The two SROs, signed by Director General (Trade Policy) Mohammad Ashraf and available with ThePublic, will be published in the Gazette of Pakistan.
It is worth mentioning that after New Delhi’s decision to annex occupied Kashmir on Aug 5, the Pakistan government had on Aug 9 decided to Suspend all kinds of trade with India. Initially, the pharmaceutical industry had appealed to the government to relax rules and allow Indian goods imported before the decision. The government relaxed the rules and the goods already arrived in Pakistani airports/seaports had been cleared.
However, since a large quantity medicines and raw material are imported from India, the industry started demanding that the ban be lifted on them as well. Otherwise, it feared, the country could face the severe crisis of medicines, especially life-saving drugs, in a few weeks.

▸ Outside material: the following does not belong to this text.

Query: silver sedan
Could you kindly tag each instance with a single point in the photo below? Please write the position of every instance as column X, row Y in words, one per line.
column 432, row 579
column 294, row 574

A Drap official, requesting anonymity, said a meeting had been held last week to discuss the issue. “All stakeholders participated in the meeting and informed it that in a few weeks it would be almost impossible to ensure availability of medicines because the pharmaceutical industry depends on Indian medicines and raw material,” he added.
The official said the meeting was also informed that Indian medicines were available at affordable rates and prices of medicines would increase if the government did not go for an alternative arrangement.
“We compiled all their suggestions and sent them to the Ministry of National Health Services, asking the decision-makers to lift the ban or face criticism from the masses as prices of medicines will increase. The third option for the government was to subsidise the medicines, but it appeared to be difficult given the financial condition of the country,” he said.
On Aug 17, the Employers’ Federation of Pakistan (EFP) had suggested that APIs (active pharmaceutical ingredients) imported from India to manufacture life-saving products by the local industry should be allowed on the condition that pharmaceutical companies would develop alternative sources of APIs within a period agreed upon with Drap.
The EFP feared that immediate suspension of trade with India without any guideline would affect the pharmaceutical manufacturers and result in shortages of medicines in Pakistan.
Another Drap official, requesting anonymity, said that a number of medicines or their APIs were imported from India and in case of continued ban there would be severe crisis of medicines in the local market. Moreover, the official said, the government’s decision would result in increase in smuggling of medicines and APIs and revenue losses in terms of import duties to the national exchequer.